Ce moment faisait partie de la riche cérémonie, qui a également inclus des chants de louange, des prières, des questionnements et, bien sûr, une abondance de mets savoureux.
Le dîner communautaire du Seder a eu lieu lors de la deuxième nuit de Pessah, la fête juive qui commémore la libération des Hébreux de l’esclavage en Égypte, un récit présent dans le livre biblique de l’Exode.

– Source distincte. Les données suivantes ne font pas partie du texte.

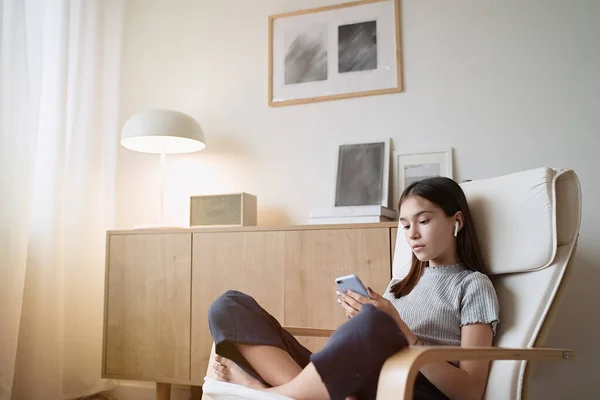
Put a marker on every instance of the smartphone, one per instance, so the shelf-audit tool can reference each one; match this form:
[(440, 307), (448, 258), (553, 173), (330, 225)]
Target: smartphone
[(353, 283)]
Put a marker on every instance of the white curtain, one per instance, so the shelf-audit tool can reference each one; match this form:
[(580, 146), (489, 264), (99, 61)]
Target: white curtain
[(59, 81)]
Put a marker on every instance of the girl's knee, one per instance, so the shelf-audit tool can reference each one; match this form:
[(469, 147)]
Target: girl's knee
[(380, 327)]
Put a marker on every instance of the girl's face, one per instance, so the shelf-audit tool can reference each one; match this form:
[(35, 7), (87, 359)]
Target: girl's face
[(429, 232)]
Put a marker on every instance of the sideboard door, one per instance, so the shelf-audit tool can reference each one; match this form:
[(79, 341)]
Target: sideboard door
[(147, 315)]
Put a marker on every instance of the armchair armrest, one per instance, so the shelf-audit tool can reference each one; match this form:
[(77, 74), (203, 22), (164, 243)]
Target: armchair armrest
[(399, 372)]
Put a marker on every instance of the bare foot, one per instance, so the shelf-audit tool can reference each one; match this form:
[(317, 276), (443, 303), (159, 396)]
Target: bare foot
[(228, 371)]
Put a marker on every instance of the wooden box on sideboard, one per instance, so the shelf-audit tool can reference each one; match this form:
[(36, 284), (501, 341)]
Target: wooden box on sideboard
[(233, 209)]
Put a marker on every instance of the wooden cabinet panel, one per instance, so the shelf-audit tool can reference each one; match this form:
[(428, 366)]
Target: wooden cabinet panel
[(314, 258), (251, 262), (147, 316)]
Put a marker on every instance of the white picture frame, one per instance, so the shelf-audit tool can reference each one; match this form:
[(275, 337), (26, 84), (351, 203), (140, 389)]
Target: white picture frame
[(408, 167), (362, 173), (335, 52)]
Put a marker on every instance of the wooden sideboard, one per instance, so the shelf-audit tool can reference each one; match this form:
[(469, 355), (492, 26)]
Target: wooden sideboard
[(160, 283)]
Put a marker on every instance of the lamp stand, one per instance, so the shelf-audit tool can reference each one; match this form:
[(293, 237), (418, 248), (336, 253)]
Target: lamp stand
[(163, 159)]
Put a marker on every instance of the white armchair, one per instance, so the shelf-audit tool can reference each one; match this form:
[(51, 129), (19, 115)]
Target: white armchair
[(528, 225)]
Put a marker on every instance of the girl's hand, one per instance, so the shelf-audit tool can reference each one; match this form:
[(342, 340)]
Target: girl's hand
[(352, 303)]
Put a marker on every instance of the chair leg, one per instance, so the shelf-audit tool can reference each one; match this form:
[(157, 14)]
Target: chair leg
[(163, 391)]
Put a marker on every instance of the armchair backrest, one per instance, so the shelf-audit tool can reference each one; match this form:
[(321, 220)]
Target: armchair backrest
[(527, 224)]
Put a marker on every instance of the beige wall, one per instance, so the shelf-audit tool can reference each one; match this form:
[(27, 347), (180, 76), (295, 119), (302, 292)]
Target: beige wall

Au même moment, d’autres communautés chrétiennes à Santa Fe se retrouvaient pour célébrer le Jeudi Saint, qui rappelle la Dernière Cène, moment crucial qui a précédé la trahison de Jésus.
Transition de l’obscurité à la lumière
Les deux fêtes, Pessah et la Semaine Sainte, coïncident cette année au début du mois d’avril. Passover a débuté mercredi soir et se termine plus tard cette semaine, tandis que la Semaine Sainte a commencé le 29 mars avec le Dimanche des Rameaux, culminant lors de Pâques.
Chaque célébration, bien que sacrée pour ses fidèles, partage des similitudes, notamment un accent sur la salvation – pour les Juifs, depuis l’oppression, et pour les chrétiens, à travers la résurrection du Christ.
Le Rabbi Neil Amswych décrit Pessah comme un parcours « de la douleur à la joie », une période de réflexion sur le passage de l’esclavage à la liberté.
Points importants à retenir
- La chasse au matzah représente une tradition juive importante pour les enfants.
- Le dîner du Seder est rempli de rites symboliques et de récits historiques.
- Pessah et la Semaine Sainte se déroulent en parallèle cette année, soulignant les connections entre les deux croyances.
- Les célébrations sont l’occasion de réfléchir sur le thème de la liberté, tant dans le judaïsme que dans le christianisme.
- Un temps de questionnement et de compréhension des souffrances passées est essentiel dans les traditions de ces fêtes.
En tant que témoin de ces célébrations, je ne peux m’empêcher de penser à la manière dont elles révèlent non seulement la richesse de nos traditions, mais aussi notre quête commune d’espoir dans un monde souvent troublé. Il est essentiel, aujourd’hui plus que jamais, de nous unir autour de valeurs partagées de liberté et de rédemption, tout en nous rappelant l’importance d’apprendre de notre histoire pour construire un avenir meilleur.